NVIDIA famously became history’s most valuable company by teaching the graphics processing units that powered its video game cards to perform the massive matrix-multiplication operations required by large-scale neural networks and LLMs. AMD also produces chips for AI workloads, and Google has designed and deployed in-house Tensor Processing Units (TPUs) at a massive scale, primarily in its data centers.


Excellent primer. One small tweak: Before search, Google did have a business doing corporate search - yellow pizza-box servers that would sort and organize all the data inside a corporation. They gave this up in favor of the far more lucrative ad business after GoTo, later Overture, did very well in the paid search business. Google used the best parts of that model and tweaked it so it was better for consumers, which meant it got more traffic. Today, of course, Google does use paid search.

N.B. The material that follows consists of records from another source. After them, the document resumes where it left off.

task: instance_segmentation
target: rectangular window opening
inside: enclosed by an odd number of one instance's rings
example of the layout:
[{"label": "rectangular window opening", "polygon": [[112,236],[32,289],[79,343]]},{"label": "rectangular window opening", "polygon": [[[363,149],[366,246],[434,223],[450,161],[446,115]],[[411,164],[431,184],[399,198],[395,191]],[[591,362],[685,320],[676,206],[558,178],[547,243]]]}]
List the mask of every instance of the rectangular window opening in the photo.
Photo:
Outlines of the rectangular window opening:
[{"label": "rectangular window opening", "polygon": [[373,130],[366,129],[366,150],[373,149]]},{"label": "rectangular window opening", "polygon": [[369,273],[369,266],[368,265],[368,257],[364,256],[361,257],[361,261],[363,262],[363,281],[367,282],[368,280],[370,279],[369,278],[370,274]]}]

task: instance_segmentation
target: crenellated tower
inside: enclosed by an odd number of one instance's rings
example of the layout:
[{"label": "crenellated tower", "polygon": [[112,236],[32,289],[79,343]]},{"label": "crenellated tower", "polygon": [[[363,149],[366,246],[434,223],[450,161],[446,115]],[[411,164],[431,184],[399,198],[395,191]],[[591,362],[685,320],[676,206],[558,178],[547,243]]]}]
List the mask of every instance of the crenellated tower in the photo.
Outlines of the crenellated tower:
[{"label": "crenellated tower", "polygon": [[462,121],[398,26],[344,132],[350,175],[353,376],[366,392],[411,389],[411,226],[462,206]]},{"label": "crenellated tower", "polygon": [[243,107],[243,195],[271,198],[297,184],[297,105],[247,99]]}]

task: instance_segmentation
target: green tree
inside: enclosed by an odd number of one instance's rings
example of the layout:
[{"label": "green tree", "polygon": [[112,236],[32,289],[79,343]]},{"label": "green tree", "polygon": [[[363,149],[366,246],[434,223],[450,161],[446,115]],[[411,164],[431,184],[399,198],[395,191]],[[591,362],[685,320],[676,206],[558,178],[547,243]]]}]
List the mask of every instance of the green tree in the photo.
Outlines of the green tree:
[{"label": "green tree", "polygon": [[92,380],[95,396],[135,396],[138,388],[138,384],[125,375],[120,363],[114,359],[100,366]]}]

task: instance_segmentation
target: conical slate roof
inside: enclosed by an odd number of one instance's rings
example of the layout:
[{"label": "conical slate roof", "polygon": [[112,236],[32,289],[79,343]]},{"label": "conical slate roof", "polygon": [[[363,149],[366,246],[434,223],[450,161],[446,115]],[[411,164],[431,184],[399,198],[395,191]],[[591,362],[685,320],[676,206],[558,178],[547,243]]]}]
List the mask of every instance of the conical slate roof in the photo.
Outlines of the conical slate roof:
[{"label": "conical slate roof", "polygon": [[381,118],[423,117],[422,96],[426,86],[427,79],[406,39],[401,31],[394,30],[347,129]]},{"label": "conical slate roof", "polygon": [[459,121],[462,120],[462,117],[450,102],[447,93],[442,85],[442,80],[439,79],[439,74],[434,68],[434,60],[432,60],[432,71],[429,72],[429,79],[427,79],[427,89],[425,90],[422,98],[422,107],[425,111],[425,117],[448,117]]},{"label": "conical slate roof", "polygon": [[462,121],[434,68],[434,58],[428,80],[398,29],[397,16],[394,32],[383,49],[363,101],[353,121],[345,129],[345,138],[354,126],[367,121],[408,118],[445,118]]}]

This highlights a unique corporate strength, the ability to target and neutralize competition way ahead of time. The online office productivity apps, like docs and spreadsheets, was a low-cost way to drain Microsoft, a company that particularly worried Eric Schmidt after his experience running Novell (which was similarly destroyed by Microsoft.) OpenAI would seem like a miss, except even Sam Altman was amazed by how GPT-3 took off. As you say, Google then reacted. Today, OpenAI is finding its own monetization difficulties, while it tries to be a "Life OS," or all-purpose agent. As with search and social media, there's now a hunt for monetization in that.